I'm sure things are going to work out well for us. Nicole and I have decided to push the STEP back a few days, in order to better buttress our learning, and to leave time for last-minute tweaks. The pace of study has been moving along nicely, with subjects being completed in a timely manner - we've been doing questions in the morning, watching lectures in the afternoons, and hitting the books in the evening, and I've thankfully finished with the first year nonsense. Pharmacology, while it may be tedious, was actually fun for me, and it was the one subject in which I took meticulous notes - that was how I did so well, and, luckily, that's what I'm doing right now. Knowing myself, though, I'm in danger of resting on my laurels and not pushing myself, so I've got to make sure that, even though I think I've got it, and have done well on nearly everything pharm-related that I've ever done, I don't take it too lightly.

Today's our day off - that's the only reason you're hearing from me. These days of rest have fallen into a pleasant pattern - we'll get up, go to the gym, and then go shopping. Nicole likes the produce department at Publix despite the hideousness of their bananas, so that's where we go, with an obligatory stop by Target. Then, we'll go sit and read by the pool for a few hours, before fixing dinner for the week, and relaxing a bit. I like that things have fallen into a pattern, because it allows me to read and enjoy myself, without resenting the dogged determination with which I have to approach my studies ("CARPE" has become my new motto). I've managed to get through Malcolm Gladwell's ternion of The Tipping Point, Blink, and Outliers, and I'm pleased to say that each was better than the last. I also finally managed to finish Raymond Feist's Magician: Apprentice - I've been working through it a few pages at a time all semester, and it's done. I picked it up because it's supposed to be one of those classic fantasy books that I always felt I should have been exposed to. Speaking of fantasy, though, I've finally broken down and ordered George R.R. Martin's A Game of Thrones, which was the fantasy novel of its year. I tend to judge some books based on their amazon reviews, and this one has something like 1400 reviews, mostly positive - that's....well, that's Harry Potter, or Twilight level popularity.

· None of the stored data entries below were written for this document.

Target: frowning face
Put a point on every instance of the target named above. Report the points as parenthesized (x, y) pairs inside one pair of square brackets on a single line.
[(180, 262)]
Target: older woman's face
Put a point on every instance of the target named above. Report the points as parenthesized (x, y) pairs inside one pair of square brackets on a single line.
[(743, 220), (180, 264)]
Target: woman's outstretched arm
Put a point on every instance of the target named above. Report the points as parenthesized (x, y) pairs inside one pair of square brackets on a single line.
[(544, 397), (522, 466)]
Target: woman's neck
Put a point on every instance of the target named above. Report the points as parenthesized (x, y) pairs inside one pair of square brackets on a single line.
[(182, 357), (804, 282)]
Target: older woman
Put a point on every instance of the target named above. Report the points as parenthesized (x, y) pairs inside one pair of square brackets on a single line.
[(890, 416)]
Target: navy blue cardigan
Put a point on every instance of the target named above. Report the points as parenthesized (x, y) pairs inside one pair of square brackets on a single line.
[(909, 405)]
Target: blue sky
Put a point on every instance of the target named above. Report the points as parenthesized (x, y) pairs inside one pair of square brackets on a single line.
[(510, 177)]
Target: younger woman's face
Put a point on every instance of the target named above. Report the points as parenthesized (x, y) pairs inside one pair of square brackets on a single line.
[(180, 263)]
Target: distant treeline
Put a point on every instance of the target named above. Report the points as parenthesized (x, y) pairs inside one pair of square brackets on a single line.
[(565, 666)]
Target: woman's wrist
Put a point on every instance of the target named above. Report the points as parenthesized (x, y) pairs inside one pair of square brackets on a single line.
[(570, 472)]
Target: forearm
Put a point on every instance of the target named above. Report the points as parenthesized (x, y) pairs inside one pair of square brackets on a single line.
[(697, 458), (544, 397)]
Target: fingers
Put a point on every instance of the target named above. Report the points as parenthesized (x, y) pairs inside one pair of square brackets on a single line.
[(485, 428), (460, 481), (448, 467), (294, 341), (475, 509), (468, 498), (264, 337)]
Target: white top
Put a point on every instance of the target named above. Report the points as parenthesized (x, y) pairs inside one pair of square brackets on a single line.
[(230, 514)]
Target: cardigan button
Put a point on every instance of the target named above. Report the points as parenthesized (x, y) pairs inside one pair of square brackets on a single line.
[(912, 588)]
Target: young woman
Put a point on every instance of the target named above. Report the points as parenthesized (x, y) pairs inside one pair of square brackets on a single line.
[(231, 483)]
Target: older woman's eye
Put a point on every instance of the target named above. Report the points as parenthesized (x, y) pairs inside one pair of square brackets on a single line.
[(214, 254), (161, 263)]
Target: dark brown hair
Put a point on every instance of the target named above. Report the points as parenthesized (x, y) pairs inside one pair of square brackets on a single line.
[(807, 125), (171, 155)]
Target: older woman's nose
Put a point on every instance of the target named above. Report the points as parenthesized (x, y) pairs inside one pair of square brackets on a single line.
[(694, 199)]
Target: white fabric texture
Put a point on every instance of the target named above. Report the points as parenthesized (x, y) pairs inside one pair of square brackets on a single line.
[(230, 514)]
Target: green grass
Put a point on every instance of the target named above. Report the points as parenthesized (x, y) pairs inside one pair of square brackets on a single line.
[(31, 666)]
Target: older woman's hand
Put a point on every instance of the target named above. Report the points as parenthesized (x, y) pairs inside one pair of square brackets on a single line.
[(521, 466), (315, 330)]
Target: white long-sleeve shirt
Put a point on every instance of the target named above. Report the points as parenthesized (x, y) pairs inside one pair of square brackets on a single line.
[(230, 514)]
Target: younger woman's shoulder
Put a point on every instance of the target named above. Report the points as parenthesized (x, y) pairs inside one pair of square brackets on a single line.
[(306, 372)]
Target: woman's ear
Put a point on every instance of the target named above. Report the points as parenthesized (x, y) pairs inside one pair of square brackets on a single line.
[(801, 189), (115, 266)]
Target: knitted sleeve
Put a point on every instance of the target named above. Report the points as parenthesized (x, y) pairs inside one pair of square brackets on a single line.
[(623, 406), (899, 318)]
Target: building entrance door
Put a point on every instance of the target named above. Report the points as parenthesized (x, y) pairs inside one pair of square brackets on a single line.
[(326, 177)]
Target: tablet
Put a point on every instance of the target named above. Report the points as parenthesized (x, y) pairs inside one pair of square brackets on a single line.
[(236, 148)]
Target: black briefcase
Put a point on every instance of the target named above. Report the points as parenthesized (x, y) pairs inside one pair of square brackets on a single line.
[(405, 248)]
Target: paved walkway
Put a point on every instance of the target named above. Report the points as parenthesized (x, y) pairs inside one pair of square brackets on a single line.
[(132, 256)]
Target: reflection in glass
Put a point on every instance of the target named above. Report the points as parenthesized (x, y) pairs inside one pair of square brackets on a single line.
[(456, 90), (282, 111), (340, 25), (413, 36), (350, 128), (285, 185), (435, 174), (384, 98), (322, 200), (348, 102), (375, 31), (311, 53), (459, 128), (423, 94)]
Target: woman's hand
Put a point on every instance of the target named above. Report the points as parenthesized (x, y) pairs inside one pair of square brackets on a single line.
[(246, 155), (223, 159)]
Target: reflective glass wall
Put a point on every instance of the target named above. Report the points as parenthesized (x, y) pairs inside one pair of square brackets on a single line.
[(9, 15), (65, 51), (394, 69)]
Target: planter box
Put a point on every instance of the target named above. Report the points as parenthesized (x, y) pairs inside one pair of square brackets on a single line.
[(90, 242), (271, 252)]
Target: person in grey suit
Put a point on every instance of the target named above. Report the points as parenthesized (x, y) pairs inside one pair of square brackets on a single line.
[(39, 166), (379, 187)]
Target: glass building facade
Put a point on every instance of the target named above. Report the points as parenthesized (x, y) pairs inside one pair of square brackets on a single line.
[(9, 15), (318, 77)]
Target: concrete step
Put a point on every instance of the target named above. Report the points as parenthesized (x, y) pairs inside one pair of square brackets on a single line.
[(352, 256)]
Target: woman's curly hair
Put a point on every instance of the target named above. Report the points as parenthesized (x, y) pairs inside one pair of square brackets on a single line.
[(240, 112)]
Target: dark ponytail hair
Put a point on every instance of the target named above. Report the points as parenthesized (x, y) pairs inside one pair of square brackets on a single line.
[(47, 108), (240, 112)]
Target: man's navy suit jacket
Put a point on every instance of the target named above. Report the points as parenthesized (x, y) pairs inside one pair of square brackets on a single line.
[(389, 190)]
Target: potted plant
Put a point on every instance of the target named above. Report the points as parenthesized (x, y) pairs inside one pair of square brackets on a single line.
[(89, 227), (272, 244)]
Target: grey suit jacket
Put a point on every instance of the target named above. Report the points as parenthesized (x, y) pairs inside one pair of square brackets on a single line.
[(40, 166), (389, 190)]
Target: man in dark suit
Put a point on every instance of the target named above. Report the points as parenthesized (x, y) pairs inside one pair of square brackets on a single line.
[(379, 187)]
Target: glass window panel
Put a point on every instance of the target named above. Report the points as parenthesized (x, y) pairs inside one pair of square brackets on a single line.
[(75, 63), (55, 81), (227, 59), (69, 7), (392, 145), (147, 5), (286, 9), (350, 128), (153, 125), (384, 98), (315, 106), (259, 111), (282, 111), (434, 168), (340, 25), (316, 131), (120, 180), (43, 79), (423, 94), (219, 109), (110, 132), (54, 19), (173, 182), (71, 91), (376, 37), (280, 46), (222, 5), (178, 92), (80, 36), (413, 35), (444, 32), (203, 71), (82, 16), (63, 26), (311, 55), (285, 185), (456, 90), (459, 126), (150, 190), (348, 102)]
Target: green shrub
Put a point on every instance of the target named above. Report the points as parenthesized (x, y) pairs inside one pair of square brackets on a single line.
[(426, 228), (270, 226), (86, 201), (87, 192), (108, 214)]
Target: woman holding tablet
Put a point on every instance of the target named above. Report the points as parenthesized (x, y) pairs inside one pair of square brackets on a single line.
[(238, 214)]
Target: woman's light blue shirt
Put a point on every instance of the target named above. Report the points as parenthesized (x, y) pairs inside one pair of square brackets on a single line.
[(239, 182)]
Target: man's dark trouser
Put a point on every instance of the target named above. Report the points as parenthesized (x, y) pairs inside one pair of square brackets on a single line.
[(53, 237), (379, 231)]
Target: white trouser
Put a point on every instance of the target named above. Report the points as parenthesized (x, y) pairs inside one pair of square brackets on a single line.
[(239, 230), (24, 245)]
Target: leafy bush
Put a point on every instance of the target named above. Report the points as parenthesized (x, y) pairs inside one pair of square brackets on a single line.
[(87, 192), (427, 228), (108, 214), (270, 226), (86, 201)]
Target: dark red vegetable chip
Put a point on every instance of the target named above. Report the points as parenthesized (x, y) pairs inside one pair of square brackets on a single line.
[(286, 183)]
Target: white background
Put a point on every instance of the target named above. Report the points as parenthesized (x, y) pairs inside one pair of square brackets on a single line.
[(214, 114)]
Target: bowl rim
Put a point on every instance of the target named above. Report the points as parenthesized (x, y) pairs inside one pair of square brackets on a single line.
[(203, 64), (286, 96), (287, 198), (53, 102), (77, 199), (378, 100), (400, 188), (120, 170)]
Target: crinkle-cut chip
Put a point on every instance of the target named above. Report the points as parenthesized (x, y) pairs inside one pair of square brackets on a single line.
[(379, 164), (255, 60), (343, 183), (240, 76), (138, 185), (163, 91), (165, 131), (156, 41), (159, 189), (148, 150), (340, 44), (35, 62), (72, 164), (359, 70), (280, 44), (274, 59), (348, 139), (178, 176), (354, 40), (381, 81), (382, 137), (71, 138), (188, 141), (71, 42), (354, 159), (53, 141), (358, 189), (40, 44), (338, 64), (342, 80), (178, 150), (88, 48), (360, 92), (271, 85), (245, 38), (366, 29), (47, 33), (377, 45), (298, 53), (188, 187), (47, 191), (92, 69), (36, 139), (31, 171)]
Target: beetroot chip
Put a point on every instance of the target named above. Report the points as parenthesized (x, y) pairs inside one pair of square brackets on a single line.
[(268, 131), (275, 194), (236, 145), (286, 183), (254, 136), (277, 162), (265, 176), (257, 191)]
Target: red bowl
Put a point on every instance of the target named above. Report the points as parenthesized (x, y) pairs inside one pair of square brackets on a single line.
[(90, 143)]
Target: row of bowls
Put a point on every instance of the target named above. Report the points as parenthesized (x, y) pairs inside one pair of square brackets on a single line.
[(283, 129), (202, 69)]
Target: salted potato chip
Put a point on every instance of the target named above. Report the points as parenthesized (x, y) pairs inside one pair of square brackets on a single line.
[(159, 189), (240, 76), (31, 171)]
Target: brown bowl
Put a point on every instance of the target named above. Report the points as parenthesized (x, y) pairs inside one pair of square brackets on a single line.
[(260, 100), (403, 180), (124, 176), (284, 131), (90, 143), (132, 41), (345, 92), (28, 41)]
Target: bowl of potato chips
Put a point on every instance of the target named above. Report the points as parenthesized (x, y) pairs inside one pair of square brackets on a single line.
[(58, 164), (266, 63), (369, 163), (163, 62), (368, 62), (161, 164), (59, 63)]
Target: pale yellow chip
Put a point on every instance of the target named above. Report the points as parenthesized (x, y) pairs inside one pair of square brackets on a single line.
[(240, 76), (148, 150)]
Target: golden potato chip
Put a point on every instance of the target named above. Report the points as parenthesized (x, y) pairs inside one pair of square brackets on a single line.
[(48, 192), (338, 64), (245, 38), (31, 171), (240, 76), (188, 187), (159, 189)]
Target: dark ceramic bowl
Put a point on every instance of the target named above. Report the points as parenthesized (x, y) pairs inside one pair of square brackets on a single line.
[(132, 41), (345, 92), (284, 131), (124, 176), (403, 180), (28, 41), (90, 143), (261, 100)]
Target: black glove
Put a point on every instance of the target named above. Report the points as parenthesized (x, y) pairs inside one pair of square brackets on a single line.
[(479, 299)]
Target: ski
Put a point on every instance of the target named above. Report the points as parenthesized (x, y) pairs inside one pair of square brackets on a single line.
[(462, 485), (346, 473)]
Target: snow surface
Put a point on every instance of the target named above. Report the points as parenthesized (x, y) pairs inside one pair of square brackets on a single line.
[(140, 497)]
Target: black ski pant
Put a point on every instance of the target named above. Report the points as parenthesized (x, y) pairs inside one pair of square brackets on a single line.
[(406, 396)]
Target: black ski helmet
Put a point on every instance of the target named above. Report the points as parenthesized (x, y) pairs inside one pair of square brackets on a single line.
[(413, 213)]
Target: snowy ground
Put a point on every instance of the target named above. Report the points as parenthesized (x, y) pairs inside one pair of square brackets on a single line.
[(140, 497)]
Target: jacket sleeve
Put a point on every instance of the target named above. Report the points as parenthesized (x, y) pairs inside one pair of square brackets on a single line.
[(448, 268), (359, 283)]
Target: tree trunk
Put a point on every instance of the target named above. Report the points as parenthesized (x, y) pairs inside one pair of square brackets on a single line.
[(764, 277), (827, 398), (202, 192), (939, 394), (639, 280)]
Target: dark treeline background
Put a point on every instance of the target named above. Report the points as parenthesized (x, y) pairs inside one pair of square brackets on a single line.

The thing is, though, the rest of the Game of Thrones series has fallen into a trap that's plaguing epic fantasy right now - a new author will write a fantastic book, and then keep on writing, not knowing when to quit. The fervor whipped up by their novel nuances and characterizations proves too much of a money cow to pen final chapters, and so they keep going and going and going - the Wheel of Time series, the Sword of Truth series, the Malazan series - they all seem to fall into the same pattern. One author has even died before completing his works. Now, I'm all for epic-ness (thanks, Tolkienn), but some folks oughta know when enough's enough. That being said, I'm only committing myself to the first book in this series, since it's supposed to be all down-hill from here. However, I'm not going to start it just yet; in light of Fox's show "Lie to Me", which is based on the groundbreaking work of Dr. Paul Ekman - as well as Gladwell's references to Ekman in Blink, I've picked up Dr. Ekman's book Emotions Revealed - it seems like my kinda thing.

Despite all of this excitement over escapist literature (that's right...for me, even mainstream psych lit is escapist), many hours a day are still spent poring over Kaplan's green books. Such is life.